Getting a distinct count from a dataframe using Apache Spark

Getting a distinct count from a dataframe using Apache Spark - java

I have data that looks like this
+--------------+---------+-------+---------+
| dataOne|OtherData|dataTwo|dataThree|
+--------------+---------|-------+---------+
| Best| tree| 5| 533|
| OK| bush| e| 3535|
| MEH| cow| -| 3353|
| MEH| oak| none| 12|
+--------------+---------+-------+---------+
and I'm trying to get it into the output of
+--------------+---------+
| dataOne| Count|
+--------------+---------|
| Best| 1|
| OK| 1|
| Meh| 2|
+--------------+---------+
I have no problem getting the dataOne into a dataframe by itself and showing the contents of it in order to make sure I'm just grabbing the dataOne column,
However I can't seem to find the correct syntax for either turning that sql query into a the data I need. I tried creating this following dataframe from the temp view created by the entire data set
Dataset<Row> dataOneCount = spark.sql("select dataOne, count(*) from
dataFrame group by dataOne");
dataOneCount.show();
But spark
The documentation I was able to find on this only showed how to do this type of aggregation in spark 1.6 and prior so any help would be appreciated.
Here's the error message I get, However I've checked the data and there is no indexing error in there.
java.lang.ArrayIndexOutOfBoundsException: 11
I've also tried applying the functions() method countDistinct
Column countNum = countDistinct(dataFrame.col("dataOne"));
Dataset<Row> result = dataOneDataFrame.withColumn("count",countNum);
result.show();
where dataOneDataFrame is a dataFrame created from running
select dataOne from dataFrame
But it returns an analysis exception, I'm still new to spark so I'm not sure if there's an error with how/when I'm evaluating the countDistinct method
edit: To clarify, the first table shown is the result of the dataFrame I've created from reading the text file and applying a custom schema to it (they are still all strings)
Dataset<Row> dataFrame
Here is my full code
public static void main(String[] args) {
SparkSession spark = SparkSession
.builder()
.appName("Log File Reader")
.getOrCreate();
//args[0] is the textfile location
JavaRDD<String> logsRDD = spark.sparkContext()
.textFile(args[0],1)
.toJavaRDD();
String schemaString = "dataOne OtherData dataTwo dataThree";
List<StructField> fields = new ArrayList<>();
String[] fieldName = schemaString.split(" ");
for (String field : fieldName){
fields.add(DataTypes.createStructField(field, DataTypes.StringType, true));
}
StructType schema = DataTypes.createStructType(fields);
JavaRDD<Row> rowRDD = logsRDD.map((Function<String, Row>) record -> {
String[] attributes = record.split(" ");
return RowFactory.create(attributes[0],attributes[1],attributes[2],attributes[3]);
});
Dataset<Row> dF = spark.createDataFrame(rowRDD, schema);
//first attempt
dF.groupBy(col("dataOne")).count().show();
//Trying with a sql statement
dF.createOrReplaceTempView("view");
dF.sparkSession().sql("select command, count(*) from view group by command").show();
The most likely thing that comes to mind is the lambda function that returns the row using RowFactory?
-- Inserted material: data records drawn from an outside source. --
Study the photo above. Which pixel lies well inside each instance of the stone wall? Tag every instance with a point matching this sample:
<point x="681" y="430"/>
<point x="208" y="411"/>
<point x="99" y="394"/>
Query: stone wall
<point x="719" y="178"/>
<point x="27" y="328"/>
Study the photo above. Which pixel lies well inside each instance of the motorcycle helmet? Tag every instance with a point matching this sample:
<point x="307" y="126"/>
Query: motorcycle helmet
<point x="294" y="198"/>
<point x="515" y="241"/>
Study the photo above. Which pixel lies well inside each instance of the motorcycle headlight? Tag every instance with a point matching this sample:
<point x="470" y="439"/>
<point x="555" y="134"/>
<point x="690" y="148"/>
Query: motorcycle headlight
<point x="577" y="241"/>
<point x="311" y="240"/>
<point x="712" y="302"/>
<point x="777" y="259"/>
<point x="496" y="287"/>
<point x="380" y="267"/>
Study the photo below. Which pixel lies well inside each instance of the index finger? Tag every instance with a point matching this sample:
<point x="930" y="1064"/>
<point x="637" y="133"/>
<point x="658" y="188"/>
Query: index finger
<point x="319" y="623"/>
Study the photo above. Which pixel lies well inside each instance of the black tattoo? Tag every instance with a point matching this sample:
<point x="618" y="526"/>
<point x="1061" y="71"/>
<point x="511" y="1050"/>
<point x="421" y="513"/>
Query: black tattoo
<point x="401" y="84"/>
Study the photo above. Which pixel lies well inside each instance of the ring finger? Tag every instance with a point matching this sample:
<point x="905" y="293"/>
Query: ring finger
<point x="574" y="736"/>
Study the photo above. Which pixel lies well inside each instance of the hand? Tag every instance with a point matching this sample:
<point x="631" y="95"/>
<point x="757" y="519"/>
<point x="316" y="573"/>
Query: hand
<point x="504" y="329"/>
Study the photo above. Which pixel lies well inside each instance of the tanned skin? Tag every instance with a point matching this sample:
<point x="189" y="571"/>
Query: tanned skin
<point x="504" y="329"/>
The idea seems sound but I'm not sure how it really holds up or if there's another way I could do it. Other than that I'm quite puzzled
sample data
best tree 5 533
OK bush e 3535
MEH cow - 3353
MEH oak none 12

Using Scala syntax for convenience. It's very similar to the Java syntax:
// Input data
val df = {
import org.apache.spark.sql._
import org.apache.spark.sql.types._
import scala.collection.JavaConverters._
val simpleSchema = StructType(
StructField("dataOne", StringType) ::
StructField("OtherData", StringType) ::
StructField("dataTwo", StringType) ::
StructField("dataThree", IntegerType) :: Nil)
val data = List(
Row("Best", "tree", "5", 533),
Row("OK", "bush", "e", 3535),
Row("MEH", "cow", "-", 3353),
Row("MEH", "oak", "none", 12)
)
spark.createDataFrame(data.asJava, simpleSchema)
}
df.show
+-------+---------+-------+---------+
|dataOne|OtherData|dataTwo|dataThree|
+-------+---------+-------+---------+
| Best| tree| 5| 533|
| OK| bush| e| 3535|
| MEH| cow| -| 3353|
| MEH| oak| none| 12|
+-------+---------+-------+---------+
df.groupBy(col("dataOne")).count().show()
+-------+-----+
|dataOne|count|
+-------+-----+
| MEH| 2|
| Best| 1|
| OK| 1|
+-------+-----+
I can submit the Java code given above as follows with the four row data file on S3 and it works fine:
$SPARK_HOME/bin/spark-submit \
--class sparktest.FromStackOverflow \
--packages "org.apache.hadoop:hadoop-aws:2.7.3" \
target/scala-2.11/sparktest_2.11-1.0.0-SNAPSHOT.jar "s3a://my-bucket-name/sample.txt"

Related

Iterating rows of a Spark Dataset and applying operations in Java API

New to Spark (2.4.x) and using the Java API (not Scala!!!)
I have a Dataset that I've read in from a CSV file. It has a schema (named columns) like so:
id (integer) | name (string) | color (string) | price (double) | enabled (boolean)
An example row:
23 | "hotmeatballsoup" | "blue" | 3.95 | true
There are many (tens of thousands) rows in the dataset. I would like to write an expression using the proper Java/Spark API, that scrolls through each row and applies the following two operations on each row:
If the price is null, default it to 0.00; and then
If the color column value is "red", add 2.55 to the price
Since I'm so new to Spark I'm not sure even where to begin! My best attempt thus far is definitely wrong, but its a least a starting point I guess:
Dataset csvData = sparkSession.read()
.format("csv")
.load(fileToLoad.getAbsolutePath());
// ??? get rows somehow
Seq<Seq<String>> csvRows = csvData.getRows(???, ???);
// now how to loop through rows???
for (Seq<String> row : csvRows) {
// how apply two operations specified above???
if (row["price"] == null) {
row["price"] = 0.00;
}
if (row["color"].equals("red")) {
row["price"] = row["price"] + 2.55;
}
}
Can someone help nudge me in the right direction here?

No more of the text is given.